NCAR / wrfcloud

WRF Cloud Framework
Apache License 2.0
15 stars 6 forks source link

Feature #141 estimate optimal core count #190

Closed georgemccabe closed 1 year ago

georgemccabe commented 1 year ago

Also fixed bug where number of cores is not saved as 0 when "Set automatically" is checked.

Expected Differences

Pull Request Testing

Added unit tests to ensure core number estimates are as expected. Started a cluster and ran jobs that use configs that auto compute number of cores to ensure that logic is being executed properly.

[ec2-user@ip-172-31-28-94 ~]$ wrfcloud-run --job-id W146C654FDD

{"time": "2023-04-10 18:59:35.000 +0000", "message": "Initializing cli environment", "appName": "no_name", "className": "NoClass", "level": "INFO "} 2023-04-10 18:59:35.000 +0000 - INFO - wrfcloud-cli - NoClass - Starting new run "W146C654FDD" 2023-04-10 18:59:35.000 +0000 - INFO - wrfcloud-cli - NoClass - Setting up working directory /data/W146C654FDD 2023-04-10 18:59:36.000 +0000 - INFO - wrfcloud-cli - WrfConfig - Estimate core count: 102 2023-04-10 18:59:36.000 +0000 - INFO - wrfcloud-cli - NoClass - Using 96 cores 2023-04-10 18:59:36.000 +0000 - INFO - wrfcloud-cli - NoClass - Updating job status W146C654FDD Done

[ec2-user@ip-172-31-28-94 ~]$ wrfcloud-run --job-id W83C165E19E

{"time": "2023-04-10 18:59:42.000 +0000", "message": "Initializing cli environment", "appName": "no_name", "className": "NoClass", "level": "INFO "} 2023-04-10 18:59:42.000 +0000 - INFO - wrfcloud-cli - NoClass - Starting new run "W83C165E19E" 2023-04-10 18:59:42.000 +0000 - INFO - wrfcloud-cli - NoClass - Setting up working directory /data/W83C165E19E 2023-04-10 18:59:43.000 +0000 - INFO - wrfcloud-cli - WrfConfig - Estimate core count: 297 2023-04-10 18:59:43.000 +0000 - INFO - wrfcloud-cli - NoClass - Using 96 cores 2023-04-10 18:59:43.000 +0000 - INFO - wrfcloud-cli - NoClass - Updating job status W83C165E19E Done

Configs Upper-midwest_3km_test_auto_compute_cores and caribbean_6km_test_auto_compute_cores can be used to test.

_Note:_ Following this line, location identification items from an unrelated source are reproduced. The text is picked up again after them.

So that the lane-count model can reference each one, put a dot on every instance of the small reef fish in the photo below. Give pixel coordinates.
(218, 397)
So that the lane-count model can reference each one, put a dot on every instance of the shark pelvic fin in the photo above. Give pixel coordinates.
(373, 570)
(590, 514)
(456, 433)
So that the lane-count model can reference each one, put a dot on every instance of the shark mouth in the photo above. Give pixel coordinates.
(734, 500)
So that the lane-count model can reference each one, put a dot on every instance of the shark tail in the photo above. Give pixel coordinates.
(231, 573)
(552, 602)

Once other tests are fixed, we could consider adding another test to read from a WPS namelist and ensure the correct core estimate is computed. Also, when we support mulitple domains, more tests could be added to ensure the correct result occurs. The unit tests currently only assume a single domain.

Pull Request Checklist

georgemccabe commented 1 year ago

@fossell, I just deployed the web changes so you should be able to save the "set automatically" setting.